In the time of Jesus, the cross was a brutal and very effective sign of Roman power. Imperial authorities effectively said, “If you cross us (pun intended), we will affix you to a dreadful instrument of torture and leave you to writhe in agonizing, literally excruciating (ex cruce, from the cross) pain until you die. Then we will make sure that your body hangs on that gibbet until it is eaten away by scavenging animals.” The cross was, basically, state-sponsored terrorism, and it did indeed terrify people. The great Roman statesman and philosopher Cicero once described a crucifixion but only through a convoluted circumlocution, for he couldn’t bring himself to characterize it directly. After putting down the great slave uprising of Spartacus, the Roman government lined the Appian Way with hundreds of crosses so as to dissuade any other would-be revolutionaries. Pontius Pilate had much the same intention when he nailed dozens of Jewish rebels to the walls of Jerusalem. That same Pilate arranged for Jesus to be crucified on Calvary Hill, a promontory situated close to one of the gates of ancient Jerusalem, guaranteeing that his horrific death would not be missed by the large Passover crowds moving in and out of the city.
From the crucified Jesus, all of the disciples, save John, fled, precisely because they wanted with all their hearts to avoid his dreadful fate. After Good Friday, the friends of Jesus huddled in terror in the Upper Room, petrified that they might be nailed up on Calvary as well. The disciples on the road to Emmaus were, understandably, heading out of Jerusalem, away from danger, and they were utterly convinced that Jesus’ movement had come to naught. In a word, the cross meant the victory of the world, and the annihilation of Jesus and what he stood for.

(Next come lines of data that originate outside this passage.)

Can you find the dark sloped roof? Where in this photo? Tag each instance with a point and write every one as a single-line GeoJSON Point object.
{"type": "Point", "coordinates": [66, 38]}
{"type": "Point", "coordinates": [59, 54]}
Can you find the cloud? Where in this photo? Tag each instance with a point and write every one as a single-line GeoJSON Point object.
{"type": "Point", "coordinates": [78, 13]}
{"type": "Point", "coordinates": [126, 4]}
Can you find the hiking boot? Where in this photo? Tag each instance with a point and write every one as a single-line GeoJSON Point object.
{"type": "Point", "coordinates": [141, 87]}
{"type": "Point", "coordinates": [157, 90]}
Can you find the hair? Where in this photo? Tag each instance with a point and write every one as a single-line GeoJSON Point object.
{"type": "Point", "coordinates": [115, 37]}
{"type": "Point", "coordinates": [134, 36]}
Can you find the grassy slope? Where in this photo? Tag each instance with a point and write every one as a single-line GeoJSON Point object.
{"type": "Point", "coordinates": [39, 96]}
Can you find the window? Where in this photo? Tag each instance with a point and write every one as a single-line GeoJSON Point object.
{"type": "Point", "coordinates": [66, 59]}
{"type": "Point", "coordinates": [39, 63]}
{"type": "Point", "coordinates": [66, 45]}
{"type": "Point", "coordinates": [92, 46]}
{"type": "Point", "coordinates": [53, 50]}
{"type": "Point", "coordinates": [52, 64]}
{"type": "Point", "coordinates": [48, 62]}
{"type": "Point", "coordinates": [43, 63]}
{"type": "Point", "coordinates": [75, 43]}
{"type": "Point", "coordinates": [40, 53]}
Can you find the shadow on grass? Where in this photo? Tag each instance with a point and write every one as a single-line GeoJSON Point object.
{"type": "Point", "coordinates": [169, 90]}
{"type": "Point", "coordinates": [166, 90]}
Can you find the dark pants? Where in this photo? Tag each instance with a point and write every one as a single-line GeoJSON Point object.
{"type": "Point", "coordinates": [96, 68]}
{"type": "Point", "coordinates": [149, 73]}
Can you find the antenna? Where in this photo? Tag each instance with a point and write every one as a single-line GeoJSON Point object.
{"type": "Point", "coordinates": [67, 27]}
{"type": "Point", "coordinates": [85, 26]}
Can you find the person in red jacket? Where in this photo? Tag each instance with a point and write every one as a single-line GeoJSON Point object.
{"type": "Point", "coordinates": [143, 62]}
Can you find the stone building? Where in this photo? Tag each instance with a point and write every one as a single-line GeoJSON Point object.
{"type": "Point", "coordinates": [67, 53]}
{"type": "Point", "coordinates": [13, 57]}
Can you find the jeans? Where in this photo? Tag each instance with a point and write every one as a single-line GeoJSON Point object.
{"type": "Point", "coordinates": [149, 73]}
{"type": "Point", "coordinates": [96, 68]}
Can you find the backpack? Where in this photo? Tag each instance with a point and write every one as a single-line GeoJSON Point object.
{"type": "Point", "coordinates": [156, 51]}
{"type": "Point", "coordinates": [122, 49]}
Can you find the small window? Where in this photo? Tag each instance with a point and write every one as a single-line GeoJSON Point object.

And this is why it is surpassing strange that one of the earliest Apostles and missionaries of the Christian religion could write, “I preach one thing, Christ and him crucified!” How could Paul—the passage is taken from his first letter to the Corinthians—possibly present the dreadful cross as the centerpiece of his proclamation? He could do so only because he knew that God had raised the crucified Jesus from the dead, proving thereby that God’s love and forgiveness are greater than anything in the world. This is why his exaltation of the cross is a sort of taunt to Rome and all of its brutal descendants down through the ages: “You think that scares us? God has conquered that!” And this is why, to this day, Christians boldly hold up an image of the humiliated, tortured Jesus to the world. What they are saying is, “We are not afraid.”